Google’s Bard chatbot can now find answers in your Gmail, Docs, Drive | Brasarr

Google's Bard chatbot can now find answers in your Gmail, Docs, Drive

Google’s Bard AI chatbot is no longer limited to just fetching answers from the web—it can now scan your Gmail, Docs, and Drive to help you find the information you’re looking for. With the new integrationyou can ask Bard to do things like find and summarize the content of an email, or even highlight the most important points in a document you’ve saved to Drive.

There are a number of uses for these integrations, which Google calls extensions, but they should save you having to sift through a mountain of emails or documents to find a particular piece of information. You can then have Bard use this information in other ways, such as putting it into a chart or creating a bulleted list. This feature is only available in English for now.

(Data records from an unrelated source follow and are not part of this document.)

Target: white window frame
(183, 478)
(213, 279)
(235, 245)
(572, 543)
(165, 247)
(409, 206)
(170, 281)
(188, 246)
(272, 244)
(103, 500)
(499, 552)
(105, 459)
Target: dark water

You can ask Bard to perform tasks based on the information it finds in your Gmail, Drive, and Docs.
GIF: Google

While giving Bard access to your personal email and documents will raise privacy and data usage concerns, Google says it won’t use that information to train Bard’s public model, nor will it be seen by humans reviewers. Neither do you have to enable the integrations with Gmail, Docs and Drive. Google will ask you to sign up first, and you can disable it at any time.

To use the feature, says Jack Krawczyk, Bard’s product manager The edge you can either have Bard search your Gmail directly, for example by prefacing your question with @mail. Or you can simply ask, “Check my email for information related to my upcoming flight.”

“This is the first time a language model product is truly integrated with your personal data”

Bard’s extensions aren’t limited to just Gmail, Docs, and Drive either. Google also announced that the chatbot will also connect with Maps, YouTube and Google Flights. This means you can now ask Bard to retrieve real-time flight information, find nearby attractions, show YouTube videos on a specific topic and much more. Google will enable these three extensions by default.

“The reason we’re starting this experiment… is primarily because it’s the first time a language model product is really integrated with your personal data,” Krawczyk says. “We want to make sure we get it right.” Krawczyk adds that Google plans to expand Bard’s integrations to more “products across Google as well as partners outside of Google.”

Google is also making some other notable improvements to Bard. It includes a new way to double-check Bard’s responses via the chatbot’s “Google It” button. Whereas the button previously let you search for topics related to Bard’s answers on Google, it will now show whether Bard’s answers contain information that Google Search confirms or contradicts.

You can now double-check Bard’s answer with the “Google It” button.
GIF: Google

When you press the “Google It” button on supported answers, Google will highlight the information verified by Search in green, while any unvalidated answers will be highlighted in orange. You can hover over the highlighted sentences to get more context on what Bard might have gotten right or wrong. Google is also adding a way to continue a conversation with Bard based on a shared link, so you can build on a question someone has already asked.

Since the introduction of Bard in February, Google has gradually added more features, including the ability to generate and debug code, as well as create functions for Google Sheets. Google recently added support for Google Lens in Bardso you can use the tool to brainstorm caption ideas for an image or find more information about it.